When I spelled things out this way, she agreed that she’d quickly tire of my version of “breakfast-on-the-go.” So she also agreed to a) make an effort to be at the table for 7:30 to start eating, and b) accept responsibility for her choices if she decided to skip breakfast. (No more toast-with-peanut-butter to eat on the way to the bus stop!)
The “Pizza Cow” Solution
Every time we discuss this morning-routine plan, the girls agree that we should practice it BEFORE school starts. And each time, they’ve promised to do their part.
But so far, promising has been a lot easier than following through on those promises. Kimmie in particular still struggles to do what she’s supposed to, when she’s supposed to. (And then gets furious if we remind her that she’s supposed to be doing something that she agreed to do.)
By last night’s dinner, with a handful of days left before school starts, we needed a new solution. So we discussed what it means if someone makes a promise to do something. And if how that person then doesn’t uphold their promise, then others have the right to call them on it.
For example: If Mama promises the girls some iPad time, but then doesn’t unlock the iPad, the girls have every right to hold me accountable. I suggested we try using a “code word” as a gentle reminder of a promise made that wasn’t being kept.
The code word had to be something we agreed on/remembered easily, and NOT a word or phrase we’d ordinarily say. After much deliberation, the girls decided that “Pizza Cow” should be our code word. They LOVED the idea of being able to call me out for not upholding my end of a promise.
The “Pizza Cow” Morning Routine Contract
But then I explained that having a code word also lets ME call THEM out on not upholding their promises. And I gently reminded them that we’re a long way from “back into the routine” for back-to-school next week.
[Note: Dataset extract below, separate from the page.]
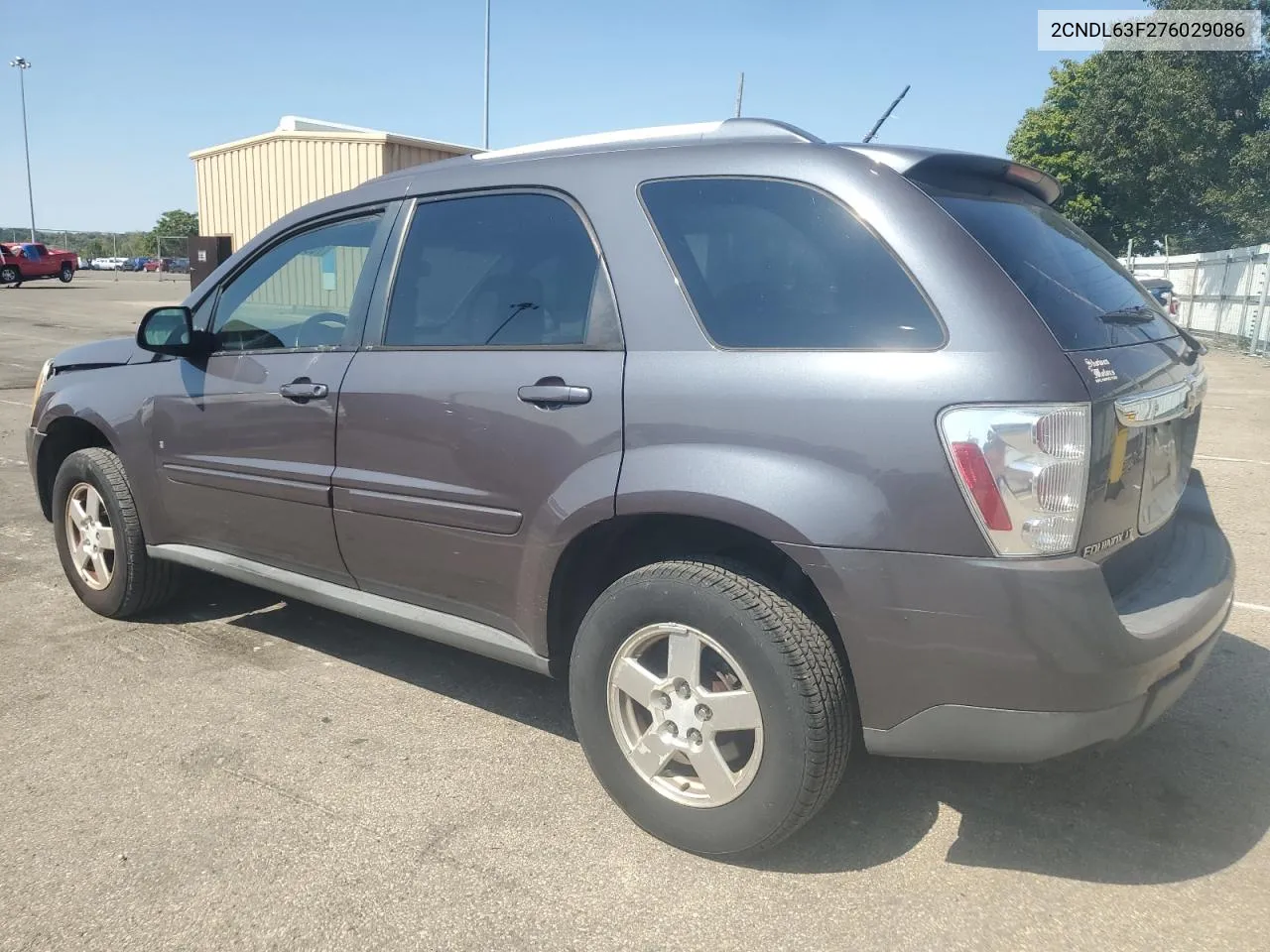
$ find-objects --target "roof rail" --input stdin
[472,119,825,160]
So I suggested last night that we make our promises more official, by signing a Morning Routine Contract. This would list out each step of the morning routine they had worked out with me. I would type it up and make several copies, one for upstairs and one for downstairs. (This will replace Kimmie’s chore charts from former years, which she usually abandons about halfway through the year. Besides, I’m out of little magnets at the moment for making more.)
Now that I’ve typed it up, all that’s left is for each person to sign it. We have discussed that signing a contract means promising to uphold our part of the arrangements spelled out there. After we sign it, it will be up to us to uphold our promises. And to say “Pizza Cow” at any time to anyone NOT doing their part.
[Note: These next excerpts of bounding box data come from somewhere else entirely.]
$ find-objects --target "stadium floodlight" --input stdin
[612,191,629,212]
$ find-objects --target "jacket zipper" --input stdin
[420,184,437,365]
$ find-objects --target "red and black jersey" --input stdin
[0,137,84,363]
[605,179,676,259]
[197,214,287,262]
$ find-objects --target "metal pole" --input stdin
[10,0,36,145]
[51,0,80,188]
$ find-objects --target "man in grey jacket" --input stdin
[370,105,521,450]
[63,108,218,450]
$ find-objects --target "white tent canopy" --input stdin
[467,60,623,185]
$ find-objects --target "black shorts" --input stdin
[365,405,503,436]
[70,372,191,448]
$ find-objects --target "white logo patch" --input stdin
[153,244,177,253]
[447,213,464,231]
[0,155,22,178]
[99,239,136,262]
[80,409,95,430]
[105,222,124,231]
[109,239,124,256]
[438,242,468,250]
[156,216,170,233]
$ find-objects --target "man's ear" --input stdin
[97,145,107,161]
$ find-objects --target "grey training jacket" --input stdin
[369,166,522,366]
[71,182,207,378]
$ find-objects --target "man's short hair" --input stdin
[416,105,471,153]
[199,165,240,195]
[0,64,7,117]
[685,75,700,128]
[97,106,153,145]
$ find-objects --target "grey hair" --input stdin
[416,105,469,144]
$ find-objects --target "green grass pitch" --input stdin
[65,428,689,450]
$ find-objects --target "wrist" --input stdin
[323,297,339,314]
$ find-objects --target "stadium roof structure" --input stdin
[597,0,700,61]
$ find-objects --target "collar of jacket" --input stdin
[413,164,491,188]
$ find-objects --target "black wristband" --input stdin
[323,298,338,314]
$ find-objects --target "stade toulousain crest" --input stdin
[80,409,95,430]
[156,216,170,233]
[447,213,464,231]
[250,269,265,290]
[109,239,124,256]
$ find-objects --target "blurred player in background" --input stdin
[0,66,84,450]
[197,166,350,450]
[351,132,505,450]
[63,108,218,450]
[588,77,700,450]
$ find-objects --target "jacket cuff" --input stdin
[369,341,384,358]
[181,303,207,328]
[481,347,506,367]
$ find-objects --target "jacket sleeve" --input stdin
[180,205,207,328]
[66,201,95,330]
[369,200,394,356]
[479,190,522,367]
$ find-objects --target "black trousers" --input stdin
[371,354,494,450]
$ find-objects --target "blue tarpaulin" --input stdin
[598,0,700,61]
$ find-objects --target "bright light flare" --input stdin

Incentivizing the Morning Routine Contract
We’ve already discussed that there will be no iPad time on school mornings; anyone with time leftover on school mornings may read or play.
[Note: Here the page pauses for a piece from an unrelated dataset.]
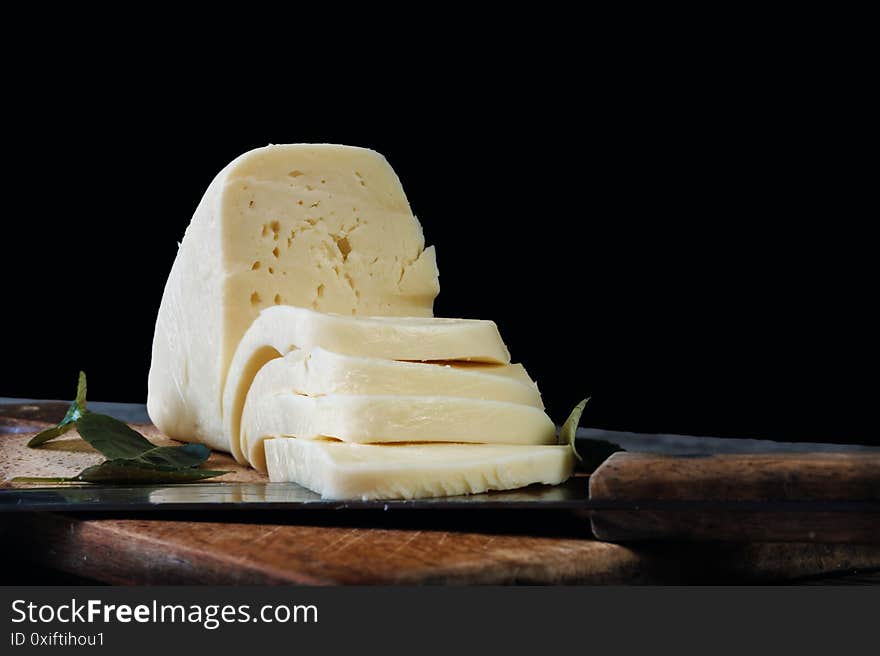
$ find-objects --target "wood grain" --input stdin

However, to encourage them to embrace our last few days of back-to-school practice, I dangled a carrot before them:
- If one of them finishes ALL steps of the morning routine within the 75-minute timeframe, she may have 5 minutes on the iPad to do her XtraMath, but that’s all – no free play time. (XtraMath is a timed electronic flashcard/quiz program to help kids master basic math facts. Our school introduces XtraMath in first grade. But when Kimmie began doing XtraMath for homework, Essie insisted on doing it too; if Big Sister does it, Essie thinks SHE should, too. Besides, our house rule is that anyone wanting to do PBSKids or play games on the iPad has to do her Xtramath for the day first.)
- If BOTH of them finish all steps within 75 minutes, then they may both have free iPad time AFTER XtraMath.
- Otherwise, there will be NO iPad use for the entire day.
I’m not sure how all of this will work, but I’m out of other ideas at this point. So here’s hoping for the best!
What about you and your family? Do you have kids who struggle with time management and fulfilling responsibilities? What solutions have you tried? Is a Morning Routine Contract one of them? Let us know about it in the comments!